Lang Johannes, Koch Jeannette, Dutta Sudip K, Leuthold Mila M, Martina Byron, Klein Christian D
Medicinal Chemistry, Institute of Pharmacy and Molecular Biotechnology IPMB, Heidelberg University, Im Neuenheimer Feld 364, D-69120 Heidelberg, Germany.
Artemis Bioservices, Molengraaffsingel 10, 2629 JD Delft, The Netherlands.
ACS Med Chem Lett. 2025 Jul 15;16(8):1592-1600. doi: 10.1021/acsmedchemlett.5c00219. eCollection 2025 Aug 14.
We present the discovery of pyrazole-3-carboxylic acid derivatives as novel dengue virus (DENV) NS2B-NS3 protease inhibitors. The discovery was triggered by omission of the phenylglycine scaffold of previous lead structures. We established a robust, regioselective synthetic route toward pyrazole-3-carboxylic acid derivatives. Subsequent SAR studies delivered inhibitors with promising activity against the DENV protease in biochemical and reporter gene assays with EC values down to 2.2 μM and antiviral activity against DENV-2 with EC values down to 4.1 μM. Active site binding and target specificity were evaluated by a tryptophan fluorescence quenching assay. We further observed negligible cytotoxicity, no inhibition of the off-targets thrombin and trypsin, and promising early stage pharmacokinetic properties. The 2-aminopyrimidine scaffold was identified as a promising nonbasic replacement of the guanidine moiety. In addition, eliminating the highly hydrophobic phenylglycine moiety of previous compound series provides a crucial increase in drug likeness of this novel flaviviral protease inhibitor class.

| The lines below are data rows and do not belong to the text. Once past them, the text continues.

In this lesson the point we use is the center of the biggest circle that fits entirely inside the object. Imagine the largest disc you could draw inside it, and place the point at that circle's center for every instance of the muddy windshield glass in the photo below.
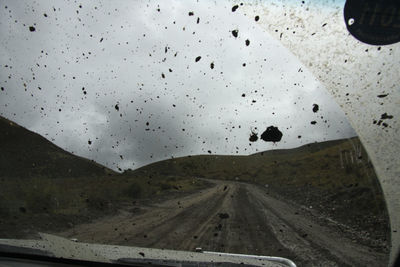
(180, 125)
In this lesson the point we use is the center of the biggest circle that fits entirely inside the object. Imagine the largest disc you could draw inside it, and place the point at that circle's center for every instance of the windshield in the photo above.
(182, 125)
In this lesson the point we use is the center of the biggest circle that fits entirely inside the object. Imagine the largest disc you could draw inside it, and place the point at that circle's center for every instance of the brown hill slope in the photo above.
(26, 154)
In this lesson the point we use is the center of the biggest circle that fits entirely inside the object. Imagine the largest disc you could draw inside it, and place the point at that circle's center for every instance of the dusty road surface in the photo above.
(230, 217)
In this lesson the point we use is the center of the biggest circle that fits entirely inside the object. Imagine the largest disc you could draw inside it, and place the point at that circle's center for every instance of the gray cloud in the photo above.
(64, 83)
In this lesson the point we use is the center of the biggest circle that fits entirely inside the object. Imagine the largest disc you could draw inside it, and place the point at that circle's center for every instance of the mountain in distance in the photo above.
(24, 153)
(335, 178)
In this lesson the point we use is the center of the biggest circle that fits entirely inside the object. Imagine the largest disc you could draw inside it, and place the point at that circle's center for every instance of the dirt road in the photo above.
(230, 217)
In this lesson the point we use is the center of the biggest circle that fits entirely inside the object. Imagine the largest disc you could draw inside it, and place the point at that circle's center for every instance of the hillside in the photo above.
(27, 154)
(39, 179)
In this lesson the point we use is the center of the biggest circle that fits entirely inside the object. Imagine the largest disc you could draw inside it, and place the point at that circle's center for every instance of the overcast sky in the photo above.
(123, 83)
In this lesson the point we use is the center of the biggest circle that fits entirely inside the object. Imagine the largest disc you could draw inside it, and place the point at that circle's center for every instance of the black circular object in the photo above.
(375, 22)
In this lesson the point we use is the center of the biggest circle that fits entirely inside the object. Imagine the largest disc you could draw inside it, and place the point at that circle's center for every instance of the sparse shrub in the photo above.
(165, 186)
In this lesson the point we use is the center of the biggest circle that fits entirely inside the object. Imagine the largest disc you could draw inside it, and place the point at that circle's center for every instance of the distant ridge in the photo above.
(24, 153)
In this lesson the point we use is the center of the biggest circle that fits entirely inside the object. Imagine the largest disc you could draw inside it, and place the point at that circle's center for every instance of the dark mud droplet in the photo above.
(385, 116)
(272, 134)
(383, 95)
(253, 137)
(235, 33)
(223, 215)
(315, 108)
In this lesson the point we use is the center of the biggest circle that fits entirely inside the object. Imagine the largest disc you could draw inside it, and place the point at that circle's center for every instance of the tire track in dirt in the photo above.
(232, 217)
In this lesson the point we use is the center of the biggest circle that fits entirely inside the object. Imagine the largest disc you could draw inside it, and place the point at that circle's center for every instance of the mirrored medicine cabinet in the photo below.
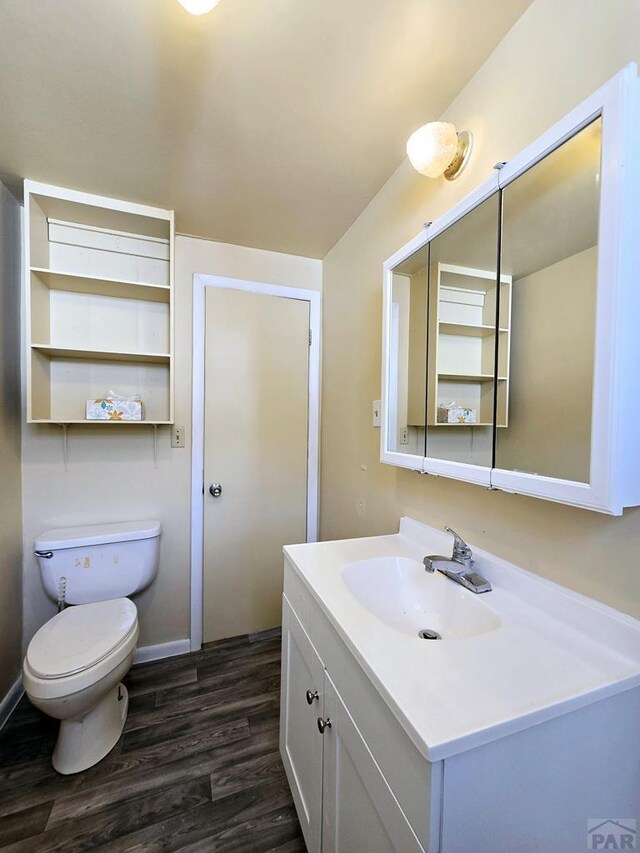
(511, 325)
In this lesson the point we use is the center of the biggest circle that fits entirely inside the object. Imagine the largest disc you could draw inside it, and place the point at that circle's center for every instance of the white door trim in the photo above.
(200, 282)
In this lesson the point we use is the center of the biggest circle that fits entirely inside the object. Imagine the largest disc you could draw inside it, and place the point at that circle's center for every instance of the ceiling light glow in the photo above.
(199, 7)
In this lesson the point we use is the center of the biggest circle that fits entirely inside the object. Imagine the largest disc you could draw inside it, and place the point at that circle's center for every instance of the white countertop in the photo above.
(555, 650)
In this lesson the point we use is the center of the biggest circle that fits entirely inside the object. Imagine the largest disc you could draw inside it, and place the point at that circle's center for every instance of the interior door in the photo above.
(256, 441)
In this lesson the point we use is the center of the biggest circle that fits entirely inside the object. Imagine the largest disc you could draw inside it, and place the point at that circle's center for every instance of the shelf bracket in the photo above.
(154, 427)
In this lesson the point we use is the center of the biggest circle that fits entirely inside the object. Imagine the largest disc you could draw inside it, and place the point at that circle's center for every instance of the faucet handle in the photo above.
(461, 551)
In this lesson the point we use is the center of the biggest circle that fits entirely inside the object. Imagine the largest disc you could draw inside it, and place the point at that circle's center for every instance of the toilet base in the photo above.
(85, 741)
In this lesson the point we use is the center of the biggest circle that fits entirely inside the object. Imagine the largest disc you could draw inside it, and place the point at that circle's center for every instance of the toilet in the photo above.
(75, 663)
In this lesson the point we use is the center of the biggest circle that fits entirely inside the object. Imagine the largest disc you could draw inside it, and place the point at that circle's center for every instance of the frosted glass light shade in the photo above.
(437, 149)
(199, 7)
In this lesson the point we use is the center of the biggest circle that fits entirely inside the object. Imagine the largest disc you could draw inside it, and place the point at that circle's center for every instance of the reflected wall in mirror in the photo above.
(550, 249)
(407, 351)
(462, 339)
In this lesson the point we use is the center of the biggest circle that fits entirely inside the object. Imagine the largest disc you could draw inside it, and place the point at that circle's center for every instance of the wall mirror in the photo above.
(461, 392)
(550, 249)
(407, 368)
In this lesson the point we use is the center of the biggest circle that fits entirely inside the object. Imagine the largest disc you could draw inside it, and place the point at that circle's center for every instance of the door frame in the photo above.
(313, 297)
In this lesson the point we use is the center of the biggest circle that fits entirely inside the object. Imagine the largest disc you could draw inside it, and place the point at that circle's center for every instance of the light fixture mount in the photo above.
(461, 157)
(437, 149)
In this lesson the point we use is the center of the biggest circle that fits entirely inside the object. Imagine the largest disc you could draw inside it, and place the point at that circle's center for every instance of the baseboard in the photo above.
(8, 704)
(162, 650)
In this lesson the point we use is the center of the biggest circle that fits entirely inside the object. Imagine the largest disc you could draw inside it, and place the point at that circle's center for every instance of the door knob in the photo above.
(323, 724)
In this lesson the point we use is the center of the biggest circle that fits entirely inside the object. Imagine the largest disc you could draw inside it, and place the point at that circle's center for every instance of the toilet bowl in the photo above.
(72, 672)
(76, 661)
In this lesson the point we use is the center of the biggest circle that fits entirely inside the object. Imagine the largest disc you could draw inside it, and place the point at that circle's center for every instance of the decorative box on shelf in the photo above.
(115, 408)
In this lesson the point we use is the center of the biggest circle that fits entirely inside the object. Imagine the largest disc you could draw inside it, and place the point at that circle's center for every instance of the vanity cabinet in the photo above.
(343, 800)
(510, 344)
(364, 784)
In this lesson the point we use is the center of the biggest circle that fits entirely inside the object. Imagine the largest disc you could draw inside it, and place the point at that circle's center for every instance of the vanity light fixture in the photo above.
(199, 7)
(437, 149)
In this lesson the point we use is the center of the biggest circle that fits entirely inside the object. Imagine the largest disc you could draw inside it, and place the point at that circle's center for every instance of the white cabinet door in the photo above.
(300, 741)
(360, 813)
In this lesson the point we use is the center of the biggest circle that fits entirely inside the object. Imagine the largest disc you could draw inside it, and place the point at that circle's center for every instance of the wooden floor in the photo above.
(197, 768)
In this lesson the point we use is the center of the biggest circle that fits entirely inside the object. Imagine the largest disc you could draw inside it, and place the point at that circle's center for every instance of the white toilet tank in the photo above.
(98, 561)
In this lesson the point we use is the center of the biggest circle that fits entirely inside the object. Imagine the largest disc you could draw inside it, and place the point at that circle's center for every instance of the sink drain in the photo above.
(429, 634)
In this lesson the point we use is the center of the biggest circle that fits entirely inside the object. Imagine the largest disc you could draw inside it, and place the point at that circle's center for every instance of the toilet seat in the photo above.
(79, 646)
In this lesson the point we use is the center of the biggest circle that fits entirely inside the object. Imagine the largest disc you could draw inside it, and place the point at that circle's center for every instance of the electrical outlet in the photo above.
(177, 436)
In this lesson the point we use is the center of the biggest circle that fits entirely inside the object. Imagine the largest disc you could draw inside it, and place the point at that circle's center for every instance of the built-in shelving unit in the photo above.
(463, 327)
(99, 303)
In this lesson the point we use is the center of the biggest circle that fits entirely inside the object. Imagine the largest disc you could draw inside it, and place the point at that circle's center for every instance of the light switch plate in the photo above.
(177, 436)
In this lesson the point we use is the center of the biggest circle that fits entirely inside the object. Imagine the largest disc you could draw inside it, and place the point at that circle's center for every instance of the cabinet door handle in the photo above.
(323, 724)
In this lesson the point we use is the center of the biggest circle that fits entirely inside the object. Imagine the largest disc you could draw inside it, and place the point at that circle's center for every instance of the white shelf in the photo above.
(72, 421)
(99, 304)
(101, 355)
(468, 330)
(74, 283)
(469, 377)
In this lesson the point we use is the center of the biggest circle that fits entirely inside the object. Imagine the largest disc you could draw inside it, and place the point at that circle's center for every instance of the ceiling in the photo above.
(267, 123)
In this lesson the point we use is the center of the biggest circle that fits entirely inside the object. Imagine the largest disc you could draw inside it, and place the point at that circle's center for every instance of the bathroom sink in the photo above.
(399, 592)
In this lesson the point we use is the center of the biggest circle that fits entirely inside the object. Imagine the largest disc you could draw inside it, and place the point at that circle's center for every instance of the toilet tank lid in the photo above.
(96, 534)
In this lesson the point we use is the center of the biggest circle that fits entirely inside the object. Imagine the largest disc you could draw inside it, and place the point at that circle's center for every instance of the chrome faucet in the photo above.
(458, 567)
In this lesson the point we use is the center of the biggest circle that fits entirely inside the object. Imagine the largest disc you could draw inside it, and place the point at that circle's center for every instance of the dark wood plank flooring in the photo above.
(196, 769)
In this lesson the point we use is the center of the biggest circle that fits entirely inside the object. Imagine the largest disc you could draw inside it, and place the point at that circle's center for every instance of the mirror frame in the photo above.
(616, 102)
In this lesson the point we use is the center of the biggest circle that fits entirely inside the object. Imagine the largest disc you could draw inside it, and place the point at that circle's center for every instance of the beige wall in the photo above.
(111, 477)
(556, 54)
(10, 421)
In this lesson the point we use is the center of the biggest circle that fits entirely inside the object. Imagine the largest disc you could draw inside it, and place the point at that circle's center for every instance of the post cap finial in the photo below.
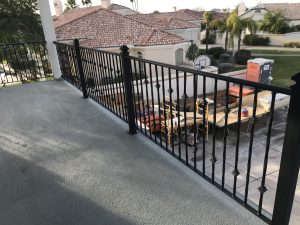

我们报道了吡唑-3-羧酸衍生物作为新型登革热病毒(DENV)NS2B-NS3蛋白酶抑制剂的发现。这一发现是由之前先导结构中苯甘氨酸骨架的缺失引发的。我们建立了一条稳健、区域选择性的合成吡唑-3-羧酸衍生物的路线。随后的构效关系研究得到了在生化和报告基因检测中对DENV蛋白酶具有良好活性的抑制剂,其半数有效浓度(EC)值低至2.2 μM,对DENV-2的抗病毒活性的EC值低至4.1 μM。通过色氨酸荧光猝灭试验评估了活性位点结合和靶标特异性。我们还进一步观察到其细胞毒性可忽略不计,对非靶标凝血酶和胰蛋白酶无抑制作用,且具有良好的早期药代动力学性质。2-氨基嘧啶骨架被确定为胍基部分有前景的非碱性替代物。此外,去除先前化合物系列中高度疏水的苯甘氨酸部分,极大地提高了这类新型黄病毒蛋白酶抑制剂的类药性。